Summary: Sermon 11 in a study in 1 & 2 Peter
“Who is there to harm you if you prove zealous for what is good? 14 But even if you should suffer for the sake of righteousness, you are blessed. AND DO NOT FEAR THEIR INTIMIDATION, AND DO NOT BE TROUBLED, 15 but sanctify Christ as Lord in your hearts, always being ready to make a defense to everyone who asks you to give an account for the hope that is in you, yet with gentleness and reverence; 16 and keep a good conscience so that in the thing in which you are slandered, those who revile your good behavior in Christ will be put to shame. 17 For it is better, if God should will it so, that you suffer for doing what is right rather than for doing what is wrong. 18 For Christ also died for sins once for all, the just for the unjust, so that He might bring us to God, having been put to death in the flesh, but made alive in the spirit; 19 in which also He went and made proclamation to the spirits now in prison, 20 who once were disobedient, when the patience of God kept waiting in the days of Noah, during the construction of the ark, in which a few, that is, eight persons, were brought safely through the water. 21 Corresponding to that, baptism now saves you—not the removal of dirt from the flesh, but an appeal to God for a good conscience—through the resurrection of Jesus Christ, 22 who is at the right hand of God, having gone into heaven, after angels and authorities and powers had been subjected to Him.”
I would like to begin by reading an excerpt for you from Francis Schaeffer’s “How Should We Then Live?” published in 1976.
“In our era, sociologically, man destroyed the base which gave him the possibility of freedoms without chaos.

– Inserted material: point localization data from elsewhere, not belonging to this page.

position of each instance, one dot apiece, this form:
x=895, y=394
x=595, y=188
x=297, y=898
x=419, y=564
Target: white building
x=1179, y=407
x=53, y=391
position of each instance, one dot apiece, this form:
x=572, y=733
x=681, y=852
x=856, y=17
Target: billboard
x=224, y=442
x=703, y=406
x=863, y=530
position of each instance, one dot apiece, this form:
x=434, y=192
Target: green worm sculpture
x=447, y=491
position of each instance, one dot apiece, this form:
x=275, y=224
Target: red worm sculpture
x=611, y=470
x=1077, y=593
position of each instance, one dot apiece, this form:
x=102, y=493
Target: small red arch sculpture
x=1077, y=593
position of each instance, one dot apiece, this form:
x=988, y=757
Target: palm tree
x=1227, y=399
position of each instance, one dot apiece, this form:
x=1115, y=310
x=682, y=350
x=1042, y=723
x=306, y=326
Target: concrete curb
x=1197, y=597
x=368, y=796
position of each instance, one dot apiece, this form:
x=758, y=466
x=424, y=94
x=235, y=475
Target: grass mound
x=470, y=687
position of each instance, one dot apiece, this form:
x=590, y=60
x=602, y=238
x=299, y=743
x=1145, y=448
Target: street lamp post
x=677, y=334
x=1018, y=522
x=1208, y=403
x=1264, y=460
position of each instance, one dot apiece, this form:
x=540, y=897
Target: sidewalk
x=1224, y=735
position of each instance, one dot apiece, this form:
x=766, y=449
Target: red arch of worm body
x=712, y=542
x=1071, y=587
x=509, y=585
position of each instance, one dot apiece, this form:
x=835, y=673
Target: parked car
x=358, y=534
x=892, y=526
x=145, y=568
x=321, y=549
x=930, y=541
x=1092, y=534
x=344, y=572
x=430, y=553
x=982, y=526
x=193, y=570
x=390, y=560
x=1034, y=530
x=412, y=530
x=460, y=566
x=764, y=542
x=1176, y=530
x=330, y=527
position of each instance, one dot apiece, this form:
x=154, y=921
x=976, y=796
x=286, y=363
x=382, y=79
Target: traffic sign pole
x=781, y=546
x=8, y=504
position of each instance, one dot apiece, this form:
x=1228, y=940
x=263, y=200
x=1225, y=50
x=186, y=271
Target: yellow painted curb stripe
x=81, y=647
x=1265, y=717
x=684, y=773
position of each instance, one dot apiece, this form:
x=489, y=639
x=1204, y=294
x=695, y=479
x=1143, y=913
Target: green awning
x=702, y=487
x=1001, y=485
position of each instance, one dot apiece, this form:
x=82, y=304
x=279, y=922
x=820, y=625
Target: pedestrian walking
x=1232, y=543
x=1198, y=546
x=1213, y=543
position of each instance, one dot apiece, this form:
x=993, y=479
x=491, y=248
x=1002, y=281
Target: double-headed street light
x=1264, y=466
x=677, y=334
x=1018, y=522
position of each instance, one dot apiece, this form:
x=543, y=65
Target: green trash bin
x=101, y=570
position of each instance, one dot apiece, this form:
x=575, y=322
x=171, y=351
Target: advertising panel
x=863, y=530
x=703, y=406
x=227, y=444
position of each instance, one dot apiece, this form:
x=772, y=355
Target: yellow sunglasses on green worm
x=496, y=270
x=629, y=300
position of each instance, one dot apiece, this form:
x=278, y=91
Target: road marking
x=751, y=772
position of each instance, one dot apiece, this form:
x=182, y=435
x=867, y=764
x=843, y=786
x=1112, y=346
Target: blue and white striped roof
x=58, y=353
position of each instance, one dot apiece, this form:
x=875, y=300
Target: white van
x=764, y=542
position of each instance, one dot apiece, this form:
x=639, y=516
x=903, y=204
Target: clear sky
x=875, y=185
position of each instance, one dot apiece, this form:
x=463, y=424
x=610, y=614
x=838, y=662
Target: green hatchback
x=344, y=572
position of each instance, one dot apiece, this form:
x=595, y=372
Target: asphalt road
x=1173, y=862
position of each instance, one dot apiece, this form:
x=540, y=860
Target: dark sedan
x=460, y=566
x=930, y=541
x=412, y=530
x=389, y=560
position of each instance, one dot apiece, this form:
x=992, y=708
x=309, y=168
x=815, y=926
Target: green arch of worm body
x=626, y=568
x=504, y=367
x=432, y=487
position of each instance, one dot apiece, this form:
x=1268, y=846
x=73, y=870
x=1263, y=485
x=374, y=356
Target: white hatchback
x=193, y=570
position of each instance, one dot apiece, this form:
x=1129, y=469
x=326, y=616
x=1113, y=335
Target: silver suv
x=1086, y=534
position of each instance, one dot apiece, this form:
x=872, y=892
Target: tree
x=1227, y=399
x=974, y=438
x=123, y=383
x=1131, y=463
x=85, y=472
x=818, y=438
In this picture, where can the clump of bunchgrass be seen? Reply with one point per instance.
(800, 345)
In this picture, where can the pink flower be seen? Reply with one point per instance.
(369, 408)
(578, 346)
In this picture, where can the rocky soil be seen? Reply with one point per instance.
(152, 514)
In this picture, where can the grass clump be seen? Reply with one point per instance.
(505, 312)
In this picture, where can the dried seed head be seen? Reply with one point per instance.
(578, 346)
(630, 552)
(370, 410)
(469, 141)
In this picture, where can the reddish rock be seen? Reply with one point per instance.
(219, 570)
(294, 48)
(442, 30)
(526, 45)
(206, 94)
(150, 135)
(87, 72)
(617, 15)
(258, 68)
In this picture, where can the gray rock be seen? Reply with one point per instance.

Humanists have been determined to beat to death the knowledge of God and the knowledge that God has not been silent, but has spoken in the Bible and through Christ – and they have been determined to do this even though the death of values has come with the death of that knowledge.
“We see two effects of our loss of meaning and values. The first is degeneracy. Think of New York City’s Times Square – Forty-second and Broadway. If one goes to what used to be the lovely Kalverstraat in Amsterdam, one finds that it, too, has become equally squalid! The same is true of lovely old streets in Copenhagen. Pompeii has returned! The marks of ancient Rome scar us; degeneracy, decadence, depravity, a love of violence for violence’s sake. The situation is plain. If we look, we see it. If we see it, we are concerned.
“But we must notice that there is a second result of modern man’s loss of meaning and values which is more ominous, and which many people do not see. This second result is that the elite will exist. Society cannot stand chaos. Some group or some person will fill the vacuum. An elite will offer us arbitrary absolutes, and who will stand in its way?” (How Should We Then Live? [Westchester, Ill.: Crossway, 1976], 226-27)
Those of you in our local congregation may remember that a few weeks ago we had occasion in our evening study to observe that we miss something when we focus only on what is going on around us today and in very recent years and try to analyze what we see within the framework of that narrow scope.